Churn Analysis: why is it valuable?
I used an open dataset from Kaggle to explore how doing a churn analysis using machine learning models can not only save real money for the company but can also provide insights for strategic decision making. Here are the three business questions I would like to talk about:
- What is the value of the model to a business?
- What types of customers are most likely to churn and why?
- What can we do about it?
Value of the model
Churn is hard to predict for two reasons. One is because only a minority of customers will churn. For example, in this dataset, only 14.5% of the customers churn.

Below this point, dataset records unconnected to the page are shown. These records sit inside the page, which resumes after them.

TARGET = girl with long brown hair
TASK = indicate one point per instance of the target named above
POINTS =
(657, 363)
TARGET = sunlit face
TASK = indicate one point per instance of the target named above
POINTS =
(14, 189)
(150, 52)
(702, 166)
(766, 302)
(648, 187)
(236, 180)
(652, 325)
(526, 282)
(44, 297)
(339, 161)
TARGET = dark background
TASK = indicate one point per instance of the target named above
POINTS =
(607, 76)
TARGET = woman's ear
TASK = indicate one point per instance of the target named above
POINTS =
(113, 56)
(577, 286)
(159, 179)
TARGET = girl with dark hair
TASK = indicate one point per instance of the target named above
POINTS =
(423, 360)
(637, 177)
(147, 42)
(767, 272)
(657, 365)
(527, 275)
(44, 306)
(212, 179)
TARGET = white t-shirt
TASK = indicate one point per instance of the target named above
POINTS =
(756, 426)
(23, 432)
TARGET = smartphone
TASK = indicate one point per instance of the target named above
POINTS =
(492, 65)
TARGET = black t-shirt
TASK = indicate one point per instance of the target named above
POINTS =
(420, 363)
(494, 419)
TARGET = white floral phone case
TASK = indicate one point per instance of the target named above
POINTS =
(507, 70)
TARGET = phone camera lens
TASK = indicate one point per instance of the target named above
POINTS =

The second reason is that there are so many variables that can be factored in the customer’s decision, the answer is not always so straightforward.
The model that I decided to pick can tell us exactly if a customer will churn or not with a 93% accuracy. The best part of this model is that it has a low false-positive rate, meaning that if a customer will indeed churn, our model can identify that 98% of the time.

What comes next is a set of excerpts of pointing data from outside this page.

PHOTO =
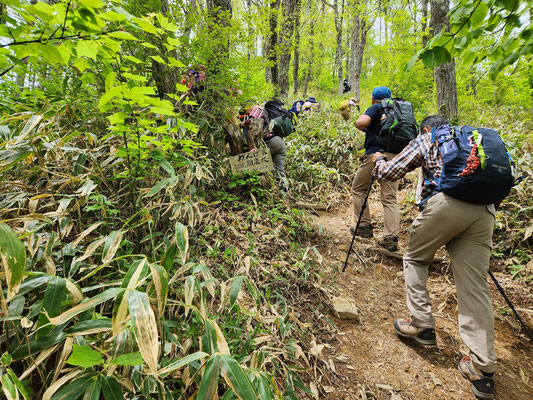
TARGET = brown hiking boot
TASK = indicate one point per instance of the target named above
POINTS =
(405, 328)
(363, 231)
(482, 382)
(389, 243)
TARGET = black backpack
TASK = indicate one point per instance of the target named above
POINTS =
(476, 165)
(278, 119)
(398, 124)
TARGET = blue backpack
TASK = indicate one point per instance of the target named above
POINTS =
(296, 107)
(476, 165)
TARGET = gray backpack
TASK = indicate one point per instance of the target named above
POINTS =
(398, 124)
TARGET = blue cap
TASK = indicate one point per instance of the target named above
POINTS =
(381, 92)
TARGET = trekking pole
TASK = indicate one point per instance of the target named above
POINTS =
(358, 221)
(511, 306)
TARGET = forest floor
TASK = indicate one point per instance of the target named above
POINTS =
(372, 362)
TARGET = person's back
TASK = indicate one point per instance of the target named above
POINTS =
(369, 122)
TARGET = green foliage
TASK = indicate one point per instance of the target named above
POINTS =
(484, 30)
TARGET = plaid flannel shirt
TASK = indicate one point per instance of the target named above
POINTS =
(257, 112)
(419, 153)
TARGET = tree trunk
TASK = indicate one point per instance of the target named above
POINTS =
(444, 73)
(296, 58)
(424, 22)
(359, 33)
(310, 60)
(272, 47)
(285, 44)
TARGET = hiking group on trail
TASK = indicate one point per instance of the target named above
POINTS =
(466, 174)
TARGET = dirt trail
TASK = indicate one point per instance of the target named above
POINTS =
(377, 364)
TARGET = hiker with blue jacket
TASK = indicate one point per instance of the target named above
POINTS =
(465, 228)
(370, 123)
(275, 143)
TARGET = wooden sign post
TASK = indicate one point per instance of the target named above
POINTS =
(259, 160)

Because customers that will churn is the minority, therefore in every 1000 customers, there are only 3 customers who will churn but the model didn’t tell us. Without the model, in every 1000 customers, it is very likely that we will miss around 144 customers.
Reasons to churn
It is very intuitive to say that the reasons for customers leaving us was due to the bills were too high or bad customer service. Indeed we see these differences. For example, Graph 2 shows that customers who churn, on average pay 15 dollars more every month than customers who stay. Graph 1 shows that among customers who churn, 50% of them call customer service 1–4 times but among customers who stay, 99% of them call less than 3 times.

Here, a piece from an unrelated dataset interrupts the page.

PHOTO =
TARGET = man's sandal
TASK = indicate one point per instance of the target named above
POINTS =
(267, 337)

However, I want to investigate what led to a high monthly charge, and why do they need to the customer service so many times. I discovered that monthly charge has a positive relationship with data usage, day mins, and overage fee. So I looked that those variables more closely.
Graph 3 shows that a majority of the customers who churn have 0 or very low data usage. On the other hand, graph 4 shows that customers who churn use our calling service more.
One explanation can be that customers who churn have a different need compare to customers who stay. Churn customers use more calling services. However, the way we design our phone plans gives more discounts to data users, and thus, people who use our calling service heavily result in a higher monthly bill.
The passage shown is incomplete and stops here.